Ok, much much later, I'm back with the answer. For the environment described, the only answer is to use NTLM authentication. This has been confirmed with a call to Microsoft support.
我了解到机器名称已经是一个 DNS 条目。机器的原始名称/或查找实际上是它的 IP 地址。因此,当您在 url 中声明“machinename”不起作用时,这不是已经是一个 DNS 条目了吗?如果您 ping 'machinename',显示响应 ping 的 IP 是什么?那应该是机器的IP。
对我来说,这听起来像是您正在为 DNS 查找创建 DNS 查找。你能澄清一下吗?
我可以确认,当我在域上进行 DNS 查找以查找我正在使用的 WCF 服务或站点的 IP 时,奇迹也会发生在我身上,所以我知道您来自哪里。
我不知道您的客户端代码是什么样的,但请查看以下链接以进行匹配。在调用 RESTful 服务之前,您必须建立网络凭证。如果这样做,是否可以解决必须禁用 kerberos 的另一个问题?
I had the understanding that the machine name is a DNS entry already. The raw name/or lookup of a machine is actually its IP address. So when you state 'machinename' in your url that does not work, isn't that already a DNS entry? If you ping 'machinename' what is the IP that shows responding to the ping; that should be the IP of the machine.
To me it sounds like you are creating a DNS lookup for a DNS lookup. Can you clarify on this a bit?
I can confirm that magic happens for me too, once I get a DNS lookup on the domain for an IP of a WCF service or site I am working with, so I understand where you are coming from.

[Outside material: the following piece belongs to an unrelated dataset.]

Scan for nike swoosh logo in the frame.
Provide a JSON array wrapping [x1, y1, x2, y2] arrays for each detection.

I don;t know what your client code looks like, but take a look at the following link to match up. You have to build up a Network Credential before calling the RESTful service. If you do this, does it solve the other issue with having to diasble kerberos?
我在集成 Windows 身份验证和 WebHttpBinding 尝试利用 WebHttpSecurityMode.TransportCredentialOnly 时也遇到了类似的“安全错误”。但需要 SSL,所以我能够坚持使用 WebHttpSecurityMode.Transport > 同时还配置 HttpClientCredentialType.Windows。
I was also getting similar "security errors" with Integrated Windows Authentication and WebHttpBinding trying to utilize WebHttpSecurityMode.TransportCredentialOnly .. but was requiring SSL so I was able to stick to WebHttpSecurityMode.Transport while also configuring HttpClientCredentialType.Windows.